# CML Winter Workshop Pytorch Tutorial

In [None]:
%load_ext autoreload
%autoreload 2

In [None]:
import warnings
warnings.filterwarnings('ignore')

from collections import OrderedDict
import os
from time import time

import matplotlib.pyplot as plt
import numpy as np
import pandas as pd
import torch
import torch.nn as nn
import torch.nn.functional as F
import torch.optim as optim
from IPython.display import display, HTML
from scipy.spatial.distance import squareform
from sklearn import datasets, manifold
from sklearn.metrics.pairwise import pairwise_distances
from torch import LongTensor, FloatTensor
from tqdm import tqdm

%matplotlib inline

In [None]:
cpu = torch.device('cpu')
# Randomly pick one of the two GPUs on braun
gpu_no = np.random.choice([0, 2])
gpu = torch.device('cuda:{}'.format(gpu_no))

print('We are using torch v{}'.format(torch.__version__))
print('GPU is available:', torch.cuda.is_available())
print('Using GPU {}'.format(gpu_no))

## Ex 1. Matrix Operations

In [None]:
torch.mm?

In [None]:
def square_matrix(matrix):
    """ Implement your code below to return the square of a matrix. """
    return torch.mm(matrix, matrix)

Let's test to see how much faster we can square a matrix in a GPU compared to CPU.

In [None]:
def compare_cpu_vs_gpu(sizes, operation, gpu):
    gpu_times = []
    cpu_times = []
    for size in tqdm(sizes):
        matrix = torch.rand(size, size)

        start = time()
        operation(matrix.to(gpu))
        gpu_times.append(time() - start)

        start = time()
        operation(matrix.to(torch.device('cpu')))
        cpu_times.append(time() - start)
    construct_results(sizes, cpu_times, gpu_times)


def construct_results(sizes, cpu_times, gpu_times):
    diff = np.round(np.array(cpu_times) / np.array(gpu_times), 3)
    data = OrderedDict({'GPU Time': gpu_times,
                        'CPU Time': cpu_times,
                        'Difference': diff})
    df = pd.DataFrame(data, index=pd.Index(sizes, name='Size'))
    display(df)

In [None]:
sizes = [1, 10, 100, 1000, 2000, 4000, 8000]
compare_cpu_vs_gpu(sizes, square_matrix, gpu)

## Ex 2. Finding Matrix Inverse

Implement a function to find the inverse of matrix, using `torch.inverse()`

In [None]:
def find_inverse(matrix):
    """ Implement your code below to return the inverse of a matrix. """
    return torch.inverse(matrix)

Let's test to see how much faster we can take an invesre of a matrix in a GPU compared to CPU.

In [None]:
sizes = [1, 10, 100, 1000, 2000, 4000, 8000]
compare_cpu_vs_gpu(sizes, find_inverse, gpu)

## Ex 3. Singular Value Decomposition


Implement a function to do SVD. Use `torch.svd()`.

In [None]:
def perform_svd(matrix):
    """ Implement your code below to return the SVD of a matrix. """
    u, s, v = torch.svd(matrix)
    return u, s, v

In [None]:
sizes = [1, 10, 100, 1000, 2000, 4000]
compare_cpu_vs_gpu(sizes, perform_svd, gpu)

## t-SNE

t-SNE is a technique to visualize high-dimensional data by giving each datapoint a location in a two or three-dimensional map.

In [None]:
# Let's load the MNIST dataset with only 6 classes (digit 0 - 5)
digits = datasets.load_digits(n_class=6)

# X has shape (1083, 64).

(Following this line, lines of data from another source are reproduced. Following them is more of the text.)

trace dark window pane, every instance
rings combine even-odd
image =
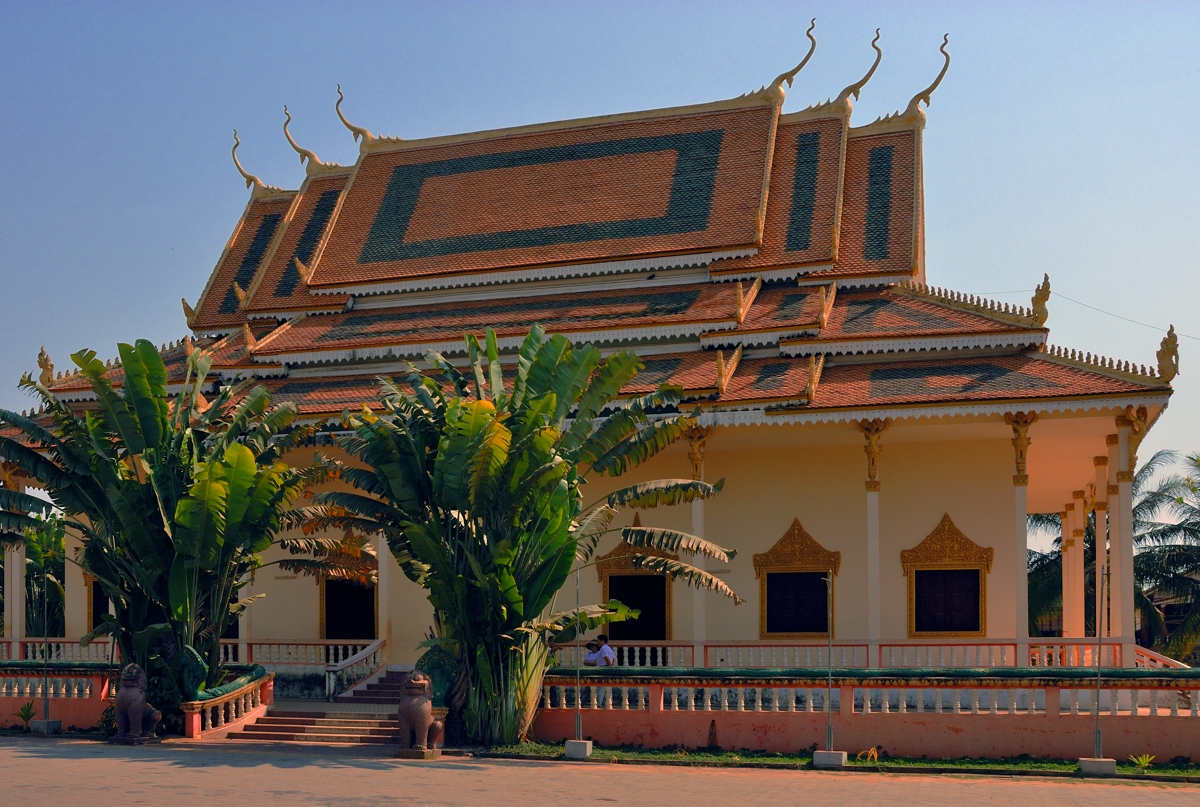
[[[917,633],[979,630],[979,569],[925,569],[917,575]]]
[[[326,580],[325,638],[373,640],[374,633],[374,586]]]
[[[767,633],[826,633],[826,572],[767,573]]]
[[[619,599],[642,612],[636,620],[613,622],[608,638],[667,638],[667,579],[656,574],[613,574],[608,578],[608,599]]]
[[[98,580],[91,584],[91,627],[98,628],[104,623],[104,614],[108,614],[108,596]]]

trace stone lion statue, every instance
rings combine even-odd
[[[400,745],[409,748],[437,748],[445,737],[445,722],[433,717],[433,682],[421,670],[408,672],[404,694],[396,709]]]
[[[121,688],[116,693],[116,735],[112,741],[130,742],[155,736],[162,712],[146,703],[146,674],[137,664],[121,669]]]

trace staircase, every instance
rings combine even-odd
[[[395,711],[396,704],[404,695],[404,676],[407,672],[388,670],[378,679],[358,686],[354,689],[334,699],[335,704],[379,704],[391,706]]]
[[[392,701],[395,703],[395,701]],[[276,710],[232,731],[229,740],[246,742],[318,742],[347,746],[398,743],[400,724],[391,710],[377,712],[328,710]]]

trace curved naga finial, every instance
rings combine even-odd
[[[342,119],[342,125],[346,126],[346,128],[350,130],[350,133],[354,134],[355,142],[360,137],[362,138],[364,143],[367,143],[370,141],[376,139],[374,134],[372,134],[370,131],[362,128],[361,126],[355,126],[350,121],[346,120],[346,115],[342,114],[342,101],[344,101],[344,100],[346,100],[346,96],[342,95],[342,85],[338,84],[337,85],[337,103],[334,104],[334,110],[337,112],[337,116]]]
[[[283,121],[283,134],[288,138],[288,143],[295,149],[295,153],[300,155],[300,162],[304,163],[307,160],[313,166],[324,166],[325,163],[320,161],[316,154],[308,149],[301,149],[294,139],[292,139],[292,132],[288,131],[288,124],[292,122],[292,113],[288,112],[288,104],[283,104],[283,114],[287,115],[287,120]]]
[[[920,112],[920,102],[924,101],[925,106],[928,107],[929,106],[929,98],[930,98],[931,95],[934,95],[934,90],[936,90],[937,85],[942,83],[943,78],[946,78],[946,71],[950,68],[950,54],[946,50],[946,44],[949,41],[950,41],[950,35],[947,34],[946,36],[942,37],[942,47],[938,48],[938,50],[942,52],[942,55],[946,56],[946,64],[942,65],[942,72],[940,72],[937,74],[937,78],[934,79],[932,84],[930,84],[929,86],[926,86],[924,90],[922,90],[917,95],[912,96],[912,101],[908,102],[908,108],[904,110],[904,114],[905,114],[906,118],[908,115],[923,114]]]
[[[1050,318],[1050,309],[1046,307],[1049,300],[1050,275],[1043,274],[1042,282],[1033,289],[1033,299],[1030,300],[1030,307],[1033,311],[1033,322],[1038,328],[1046,324],[1046,319]]]
[[[840,101],[848,101],[850,96],[852,95],[854,96],[854,100],[858,101],[858,94],[863,90],[864,86],[866,86],[866,83],[871,80],[871,76],[875,74],[875,71],[878,70],[880,61],[883,59],[883,52],[880,50],[878,42],[880,42],[880,29],[876,28],[875,38],[871,40],[871,47],[875,48],[875,64],[872,64],[871,68],[866,71],[866,76],[863,76],[860,79],[847,86],[845,90],[841,91],[841,94],[838,95],[838,98]]]
[[[1154,357],[1158,359],[1159,379],[1171,383],[1171,379],[1180,375],[1180,337],[1175,335],[1175,325],[1166,331]]]
[[[233,130],[233,165],[238,168],[238,173],[241,178],[246,180],[246,187],[253,187],[258,185],[259,187],[266,187],[263,185],[263,180],[254,174],[247,173],[245,168],[241,167],[241,162],[238,160],[238,147],[241,145],[241,141],[238,138],[238,130]]]
[[[787,71],[786,73],[780,73],[779,76],[775,77],[775,80],[770,83],[770,85],[774,89],[779,90],[781,95],[784,92],[784,82],[787,82],[787,85],[791,86],[792,79],[796,78],[797,73],[804,70],[804,65],[809,64],[809,59],[811,59],[812,54],[816,53],[817,37],[812,36],[812,30],[816,26],[817,26],[817,18],[814,17],[812,22],[809,24],[809,30],[804,32],[804,36],[809,37],[809,42],[811,42],[811,44],[809,44],[809,52],[804,55],[804,59],[800,60],[800,64],[796,65],[796,67]]]

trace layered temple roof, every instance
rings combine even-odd
[[[284,124],[295,191],[246,173],[235,139],[251,197],[185,301],[214,383],[262,378],[328,417],[426,351],[460,360],[464,333],[493,328],[512,361],[536,322],[636,351],[625,394],[678,384],[714,422],[1165,406],[1170,361],[1048,348],[1049,281],[1030,309],[925,286],[922,103],[946,43],[904,112],[856,127],[878,37],[862,78],[781,114],[809,37],[738,98],[418,141],[350,124],[338,90],[358,161],[322,162]],[[89,396],[78,376],[54,389]]]

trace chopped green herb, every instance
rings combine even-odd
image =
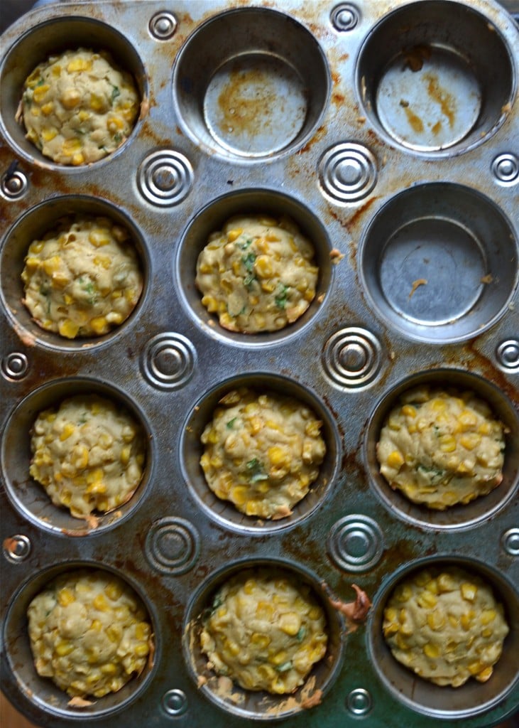
[[[288,285],[283,285],[281,284],[280,292],[275,296],[275,305],[278,309],[284,309],[286,304],[286,294],[289,292]]]
[[[251,471],[251,483],[268,480],[268,475],[265,472],[263,463],[256,457],[249,461],[247,463],[247,470]]]
[[[248,253],[246,256],[241,256],[241,262],[245,266],[246,270],[252,273],[254,269],[254,261],[256,260],[255,253]]]

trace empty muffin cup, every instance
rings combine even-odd
[[[362,284],[380,317],[432,344],[480,333],[507,309],[518,282],[517,240],[488,197],[451,183],[397,194],[361,242]]]
[[[173,86],[181,122],[198,143],[250,161],[301,146],[330,83],[324,55],[302,25],[273,10],[240,8],[188,39]]]
[[[517,79],[504,36],[462,3],[427,0],[389,13],[357,67],[366,114],[390,142],[448,155],[481,143],[511,110]]]

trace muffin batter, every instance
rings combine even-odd
[[[94,395],[78,395],[40,412],[31,447],[31,475],[55,505],[78,518],[126,503],[142,477],[140,427],[129,413]]]
[[[198,256],[202,304],[230,331],[283,328],[315,296],[313,256],[313,246],[289,218],[232,218]]]
[[[290,515],[319,474],[321,422],[293,397],[247,387],[219,403],[201,437],[209,488],[247,515]]]
[[[310,587],[265,569],[224,584],[201,635],[208,667],[246,689],[278,695],[303,684],[327,642],[324,613]]]
[[[106,51],[50,56],[26,79],[17,118],[26,138],[60,165],[87,165],[119,147],[139,112],[133,79]]]
[[[380,432],[380,472],[415,503],[443,510],[501,483],[504,428],[472,392],[422,387],[401,397]]]
[[[384,610],[396,660],[436,685],[487,681],[509,629],[482,579],[456,566],[425,569],[396,587]]]
[[[116,692],[148,661],[146,609],[128,585],[108,572],[62,574],[34,597],[28,618],[38,674],[73,697]]]
[[[22,280],[36,323],[65,339],[107,333],[128,317],[142,290],[127,231],[102,217],[63,218],[34,240]]]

There are 1083 images, each with 64 pixels
X = digits.data
y = digits.target
n = len(X)

In [None]:
fig = plt.figure(figsize=(8, 8))
for i in range(1, 26):
    ax = fig.add_subplot(5, 5, i)
    idx = np.random.randint(0, len(X))
    ax.imshow(X[idx].reshape((8, 8)))

First we want the joint probabilities in the high dimensional space.

$$
{\displaystyle p_{j\mid i}={\frac {\exp(-\lVert \mathbf {x} _{i}-\mathbf {x} _{j}\rVert ^{2}/2\sigma _{i}^{2})}{\sum _{k\neq i}\exp(-\lVert \mathbf {x} _{i}-\mathbf {x} _{k}\rVert ^{2}/2\sigma _{i}^{2})}},} \\
{\displaystyle p_{ij}={\frac {p_{j\mid i}+p_{i\mid j}}{2N}}}
$$

To save time, the impelentation of $p_{ij}$ is given below


In [None]:
def calculate_pij(X):
    """ Returns three variables. pij are the probabibilties flattened out into a vector.
        i and j are the indices that allow us to recover the original position.
        For example, pij[100] is the probability porportional to the simialirity
        between point i[100] and point j[100]
    """
    # Compute the L2-distance between all pairs of point
    distance_matrix = pairwise_distances(X, metric='euclidean', squared=True)

    # manifold._joint_probabilities() returns a condensed distance matrix (the upper
    # triangle flattened out as a long vector)
    pij = manifold.t_sne._joint_probabilities(
        distance_matrix, desired_perplexity=30, verbose=False)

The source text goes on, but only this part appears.